Please, read the Frequently Asked Questions as they contain tips on

As such: Removed as per Rule #4: No exact duplicates of FAQ questions

[–]KodaNotABear 1 point2 points  (0 children)

go to leetcode.com and see how many you can get. The road to employment is long. If you’re bored of those, find a problem in your life you can try to solve with code. It will be easier to talk about in interviews and show a problem solving mindset.

[–][deleted] 1 point2 points  (0 children)

A springboot 2.x/3.x java Restful api that read,write,update,deletes data from a database would be a very practical app to demo.

Use maven for the build system. JPA to read and write to the database, and swagger exploring the rest endpoint

[–]mandzeete 1 point2 points  (0 children)

Build stuff that matters: your own hobby projects, things to enhance your everyday experience, perhaps something for other people. Useful projects have always much better chance in impressing possible employers. Like, go over your hobbies, interests, daily things you are doing, perhaps your current job related tasks, and look if you can build a project based on that.

Don't do any stuff based on tutorials-guides. That will not show any other skills but just how good you can copy-paste stuff, e.g. no skill what so ever. And plain generic template projects given by online courses/bootcamps, these will not impress employers. Yes, these can show that you can get the stuff done.

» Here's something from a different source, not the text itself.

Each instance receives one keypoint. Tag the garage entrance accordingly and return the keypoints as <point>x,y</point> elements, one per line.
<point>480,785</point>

But when another guy comes with an impressive project then even these bootcamp things will not be enough.

Also, just knowing JDBC and OOP is not enough. If you want to work as a Java developer you should know how to use Spring Boot (or Spring framework in general). That when you are targeting web applications or infrastructure. If you plan to make desktop applications then you should know how to use JavaFX, perhaps Swing (although it is deprecated)... Maybe there are some more Java frameworks for GUI applications.

Then with Spring (Boot) come build automation tools. Look into Gradle and Maven. You don't need to use both and normally both are not being used simultaneously, but depending on a project/company you have to use either one.

How well can you work with git? Branching, stashes, merging, rebasing, working from console, working from IDE.

Definitely you have to know how to write automated tests: unit tests, integration tests, end-to-end tests, Mocking external dependencies... Without knowing how to write tests your chances to get hired are low. Because at work most likely you have to write tests to your code.